Updated

Linda Sarsour, the Pro-Palestinian activist who helped spearhead the Women's March in Washington earlier this year, allegedly enabled the sexual assault and harassment of a woman who worked for her, according to a report Sunday night.

Allegations of groping and unwanted touching were brought to the attention of Sarsour during her time as executive director of the Arab American Association, The Daily Caller reported.

Asmi Fathelbab told the website Sarsour attacked her for bringing the allegations, often threatening and body-shaming her, because the accused was a “good Muslim” who was “always at the mosque,” The Daily Caller reported.

“She oversaw an environment unsafe and abusive to women,” Fathelbab, a former employee at the Arab American Association, told The Daily Caller. “Women who put [Sarsour] on a pedestal for women’s rights and empowerment deserve to know how she really treats us.”

Reps for Sarsour did not immediately respond to Fox News’ request for comment.

Fathelbab told The Daily Caller that Sarsour threatened legal and professional damage if she went public with the sexual assault claims.

“She told me he had the right to sue me for false claims,” Fathelbab said, adding that the assaulter allegedly “had the right to be anywhere in the building he wanted.”

Fathelbab claimed her attacker would sneak up behind her during work and rub his crotch on her.

“It was disgusting,” Fathelbab told The Daily Caller. “I ran the youth program in the building and with that comes bending down and talking to small children.
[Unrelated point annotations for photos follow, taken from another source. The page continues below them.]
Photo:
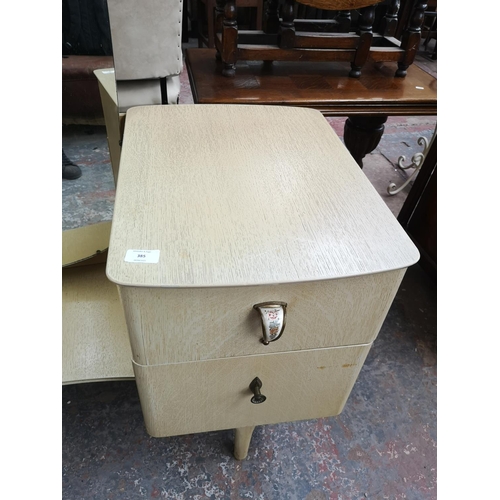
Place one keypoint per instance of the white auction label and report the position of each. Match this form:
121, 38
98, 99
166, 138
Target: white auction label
143, 256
You have no idea what it was like to stand up and feel that behind you. I couldn’t scream because I didn’t want to scare the child in front of me. It left me shaking.”
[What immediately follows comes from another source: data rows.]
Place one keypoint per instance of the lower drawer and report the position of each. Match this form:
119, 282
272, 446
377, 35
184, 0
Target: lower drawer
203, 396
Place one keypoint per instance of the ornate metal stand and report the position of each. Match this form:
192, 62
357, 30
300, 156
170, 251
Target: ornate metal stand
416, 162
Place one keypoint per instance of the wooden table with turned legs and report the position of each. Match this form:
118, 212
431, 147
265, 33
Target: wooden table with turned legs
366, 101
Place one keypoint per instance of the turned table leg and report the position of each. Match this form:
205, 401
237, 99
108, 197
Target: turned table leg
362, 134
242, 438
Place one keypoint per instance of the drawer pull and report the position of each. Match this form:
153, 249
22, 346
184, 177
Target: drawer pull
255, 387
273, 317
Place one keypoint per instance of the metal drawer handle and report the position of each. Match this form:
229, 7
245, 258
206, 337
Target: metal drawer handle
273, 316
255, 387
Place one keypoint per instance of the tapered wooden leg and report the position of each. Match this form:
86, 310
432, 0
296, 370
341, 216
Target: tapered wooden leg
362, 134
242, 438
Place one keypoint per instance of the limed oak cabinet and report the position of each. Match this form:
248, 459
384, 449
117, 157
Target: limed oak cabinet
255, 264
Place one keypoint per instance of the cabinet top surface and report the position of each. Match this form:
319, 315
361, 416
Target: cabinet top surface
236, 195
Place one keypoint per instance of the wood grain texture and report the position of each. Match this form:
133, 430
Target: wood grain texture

Fathelbab said her allegations would result in her get written up for disciplinary action. She told The Daily Caller she was once forced to talk to a detective from the community liaison division about the consequences of making false claims to the authorities.

After her contract was finished at the Arab American Association, Fathelbab said she had trouble getting new jobs.

“She told me I’d never work in NYC ever again for as long as she lived,” Fathelbab said. “She’s kept her word. She had me fired from other jobs when she found out where I worked. She has kept me from obtaining any sort of steady employment for almost a decade.”

Sources who spoke on the condition of anonymity to The Daily Caller corroborated Fathelbab’s story.

“They made it about her weight, saying she was not attractive enough to be harassed and then swept it under the rug,” one source said.